## Introduction

This sample Notebook creates a [statsmodels](https://www.statsmodels.org/stable/index.html) Machine Learning (ML) model that can be used with the `convert-statsmodel-tutorial.ipynb` tutorial.

This example provides the following:

* `train-statsmodel.ipynb`: A sample Jupyter Notebook that trains a sample model.  The model predicts how many bikes will be rented on each of the next 7 days, based on the previous 7 days' bike rentals, temperature, and wind speed.
   Additional files to support this example are:
  * `day.csv`: Data used to train the sample `statsmodel` example.
  * `infer.py`: The inference script that is part of the `statsmodel`.
* `convert-statsmodel-tutorial.ipynb`: A sample Jupyter Notebook that demonstrates how to upload, convert, and deploy the `statsmodel` example into a Wallaroo instance.    Additional files to support this example are:
  * `bike_day_model.pkl`: A `statsmodel` ML model trained from the `train-statsmodel.ipynb` Notebook.
  * `bike_day_eval.json`: Evaluation data used to test the model's performance.



## Steps

### Import Libraries

Start by importing the libraries we will need to train the model.

In [1]:
import pandas as pd
import datetime

### Train the Model

Load the data from the file `day.csv` and prepare it to be used in the training.

In [2]:
bike_day_frame = pd.read_csv(
        'day.csv',
    low_memory=False)

bike_day_frame['date'] = pd.to_datetime(bike_day_frame['dteday']).dt.date
assert bike_day_frame['date'][0] == datetime.datetime.fromisoformat('2011-01-01').date()

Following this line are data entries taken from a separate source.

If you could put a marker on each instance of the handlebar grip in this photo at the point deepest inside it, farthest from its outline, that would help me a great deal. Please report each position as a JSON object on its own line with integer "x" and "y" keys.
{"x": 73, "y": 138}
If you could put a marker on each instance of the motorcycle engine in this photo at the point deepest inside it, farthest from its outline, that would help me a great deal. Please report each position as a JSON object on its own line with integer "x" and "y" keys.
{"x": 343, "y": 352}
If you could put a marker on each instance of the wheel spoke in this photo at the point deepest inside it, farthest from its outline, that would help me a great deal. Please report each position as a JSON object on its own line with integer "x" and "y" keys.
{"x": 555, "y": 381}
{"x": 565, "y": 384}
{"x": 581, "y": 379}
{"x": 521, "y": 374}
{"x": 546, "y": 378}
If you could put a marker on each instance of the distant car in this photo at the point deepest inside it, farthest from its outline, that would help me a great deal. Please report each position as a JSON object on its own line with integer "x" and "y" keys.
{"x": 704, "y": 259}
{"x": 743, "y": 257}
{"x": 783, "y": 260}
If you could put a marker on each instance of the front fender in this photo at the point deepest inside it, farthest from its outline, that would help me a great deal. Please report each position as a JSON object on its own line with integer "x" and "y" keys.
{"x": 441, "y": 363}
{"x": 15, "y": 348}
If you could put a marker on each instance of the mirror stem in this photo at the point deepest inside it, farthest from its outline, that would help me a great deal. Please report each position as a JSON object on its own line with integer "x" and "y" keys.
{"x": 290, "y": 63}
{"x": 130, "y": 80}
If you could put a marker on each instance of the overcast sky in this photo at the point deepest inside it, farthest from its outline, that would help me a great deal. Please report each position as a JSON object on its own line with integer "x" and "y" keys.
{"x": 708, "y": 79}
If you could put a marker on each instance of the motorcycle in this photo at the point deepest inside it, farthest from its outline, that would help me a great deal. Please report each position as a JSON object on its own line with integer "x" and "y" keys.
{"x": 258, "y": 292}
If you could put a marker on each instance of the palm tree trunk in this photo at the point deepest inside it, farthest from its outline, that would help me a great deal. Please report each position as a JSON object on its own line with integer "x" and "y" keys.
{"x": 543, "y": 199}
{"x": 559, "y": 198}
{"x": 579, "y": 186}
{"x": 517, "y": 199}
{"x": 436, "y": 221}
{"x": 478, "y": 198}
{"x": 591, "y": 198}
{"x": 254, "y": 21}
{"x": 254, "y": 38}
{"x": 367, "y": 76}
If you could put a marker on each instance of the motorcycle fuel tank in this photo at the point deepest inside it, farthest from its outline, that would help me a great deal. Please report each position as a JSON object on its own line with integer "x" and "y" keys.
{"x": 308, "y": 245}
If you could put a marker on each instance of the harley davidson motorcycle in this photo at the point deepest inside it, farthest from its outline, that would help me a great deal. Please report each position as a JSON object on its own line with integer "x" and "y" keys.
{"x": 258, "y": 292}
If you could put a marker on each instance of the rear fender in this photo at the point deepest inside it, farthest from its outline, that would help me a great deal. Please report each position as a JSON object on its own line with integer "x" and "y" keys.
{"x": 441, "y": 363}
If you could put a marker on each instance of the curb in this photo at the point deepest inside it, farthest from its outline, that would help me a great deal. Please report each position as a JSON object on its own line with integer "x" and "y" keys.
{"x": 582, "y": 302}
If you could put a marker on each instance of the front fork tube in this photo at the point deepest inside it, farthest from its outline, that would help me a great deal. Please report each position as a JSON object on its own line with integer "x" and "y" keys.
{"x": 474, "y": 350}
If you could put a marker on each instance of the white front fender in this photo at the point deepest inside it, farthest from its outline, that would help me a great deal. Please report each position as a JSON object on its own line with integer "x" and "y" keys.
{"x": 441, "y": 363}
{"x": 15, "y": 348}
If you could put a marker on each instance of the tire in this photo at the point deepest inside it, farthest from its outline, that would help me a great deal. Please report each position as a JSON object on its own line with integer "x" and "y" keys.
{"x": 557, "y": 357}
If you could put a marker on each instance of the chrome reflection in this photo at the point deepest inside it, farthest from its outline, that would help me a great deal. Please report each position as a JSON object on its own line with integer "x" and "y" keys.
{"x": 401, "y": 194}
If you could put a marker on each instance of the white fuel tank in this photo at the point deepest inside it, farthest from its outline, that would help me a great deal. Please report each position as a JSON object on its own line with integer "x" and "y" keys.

# limit down to just the columns I want
extra_regressors = ["temp", "holiday", "workingday", "windspeed"] 
bike_day_frame = bike_day_frame.loc[:, ['date', 'cnt'] + extra_regressors]

# get dates we want to work with
startday = datetime.datetime.fromisoformat('2011-03-15').date() # day of first forecast
nforecast = 7
# limit to range we want
delta_days = (bike_day_frame['date'] - startday).dt.days

### Split and Train

With the data loaded, we can now train the model.

In [3]:
# limit down to the training period (basically, delta_days < 0) and the days we want to forecast
training_frame = bike_day_frame.loc[(delta_days < 0), :].reset_index(drop=True, inplace=False)
evaluation_frame = bike_day_frame.loc[(delta_days >= 0) & (delta_days<nforecast), :].reset_index(drop=True, inplace=False)

In [5]:
from statsmodels.tsa.statespace.sarimax import SARIMAX
model = SARIMAX(training_frame.cnt, training_frame.loc[:, extra_regressors], order=(1,0,1)).fit(disp=False)

### Create Pickle Package

The pickled Python runtime expects a dictionary with two keys: `model` and `script`:

* `model`—the pickled model, which will be automatically loaded into the python runtime with the name 'model'
* `script`—the text of the python script to be run, in a format similar to the existing python script steps (i.e. defining a wallaroo_json method which operates on the data)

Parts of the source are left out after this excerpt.